For the image classification demo, the model must be trained ahead of time on ordinary, unencrypted data, and only inference runs under encryption. The specific demo in the clip above classifies handwritten digits from MNIST: the client encrypts a 28×28 grayscale image and sends it to the server, which evaluates the whole network on the ciphertext and produces the encrypted class logits. The client decrypts those and takes the largest as the predicted digit.

The network has about 17,000 parameters and is the following stack of layers:

Step	Output shape	Notes
Input image	$28 \times 28 \times 1$	MNIST grayscale image
Pad and encrypt	$32 \times 32 \times 1$	Zero-padded and packed into ciphertext slots
Convolution 1	$32 \times 32 \times 4$	$3 \times 3$, one input channel to four output channels
`tanh_approx`	$32 \times 32 \times 4$	Slotwise polynomial activation
Convolution 2	$32 \times 32 \times 8$	$3 \times 3$, four input channels to eight output channels
`tanh_approx`	$32 \times 32 \times 8$	Slotwise polynomial activation
Average pool	$8 \times 8 \times 8$	$4 \times 4$ pooling, leaving $512$ values
Repack	$512$	Rearranges pooled values for dense layers
Dense 1	$32$	Hidden layer
`tanh_approx`	$32$	Slotwise polynomial activation
Dense 2	$10$	One logit per digit
Decrypt and argmax	$10 \to 1$	Client reads the predicted digit

The activation tanh_approx is a polynomial approximation of $\tanh$, namely $0.785x - 0.056x^3$.

This arrangement protects both parties: the server holds the weights and performs the classification but never sees the client's image, while the client obtains the prediction but never learns the weights.

Language model inference

For the language model demo, the model is trained on unencrypted data, and at inference time it takes an encrypted text string as input. The tokenizer and the embedding matrix remain unencrypted, so the prompt is tokenized and embedded into vectors in the clear; everything from there on is encrypted.

In the specific demo in the clip above, the model is a 4-layer, GPT-2-style decoder-only transformer with embedding dimension $256$, vocabulary size $16384$, context length $128$, and $2$ attention heads of dimension $128$ each, for a total of $7{,}372{,}816$ parameters (the token embedding matrix is weight-tied with the LM head, so it is counted once).
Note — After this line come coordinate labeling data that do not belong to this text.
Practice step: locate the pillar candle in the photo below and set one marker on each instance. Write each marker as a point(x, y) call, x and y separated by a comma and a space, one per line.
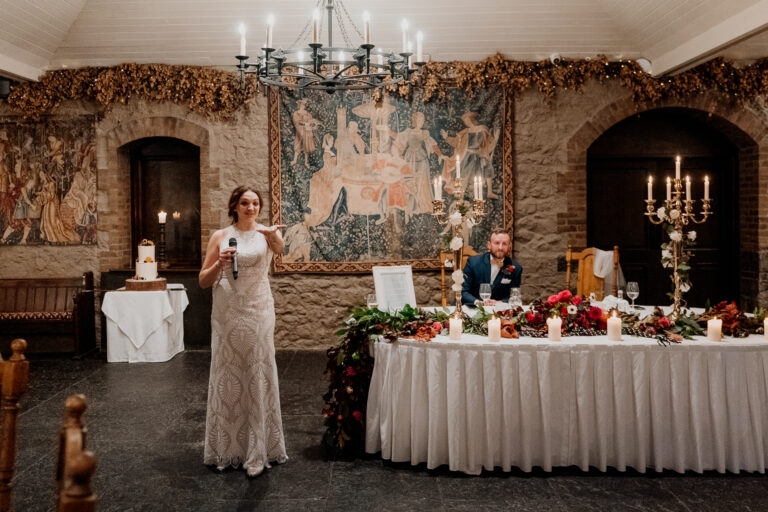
point(553, 328)
point(455, 328)
point(715, 329)
point(614, 328)
point(494, 329)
It is norm-free: rather than layer normalization, each sub-layer is gated by a learnable scalar that starts at zero (ReZero), so a block of the network computes

$$x \leftarrow x + \alpha_{\text{attn}}\,\text{Attn}(x), \qquad x \leftarrow x + \alpha_{\text{ffn}}\,\text{FFN}(x).$$

Writing $E$ for the token embedding matrix, the input to the stack is the sum of token and learned positional embeddings, $h_0 = E[t] + \text{PosEmb}(p)$. Each attention sub-layer uses bias-less projections $W_Q, W_K, W_V, W_O$ and, instead of a softmax, an elementwise sigmoid with a learnable per-head bias $b$ and a causal mask $M$:

$$Q = xW_Q,\quad K = xW_K,\quad V = xW_V, \qquad \text{Attn}(x) = \Big(\big(\sigma\big(\tfrac{QK^\top}{\sqrt{d}} + b\big)\odot M\big)\,V\Big)W_O.$$

Each feed-forward sub-layer is a bias-less two-layer MLP with hidden dimension $4 \times 256 = 1024$:

$$\text{FFN}(x) = \text{GELU}(xW_1)\,W_2.$$

Finally the LM head reuses the embedding matrix (weight tying) to produce encrypted logits over the vocabulary, $\text{logits} = h_N E^\top$, from which the next token is sampled and appended to the context.

As in the image classification demo, the server holds the weights and runs the model but never sees the client's query, while the client receives its generated text but never learns the weights.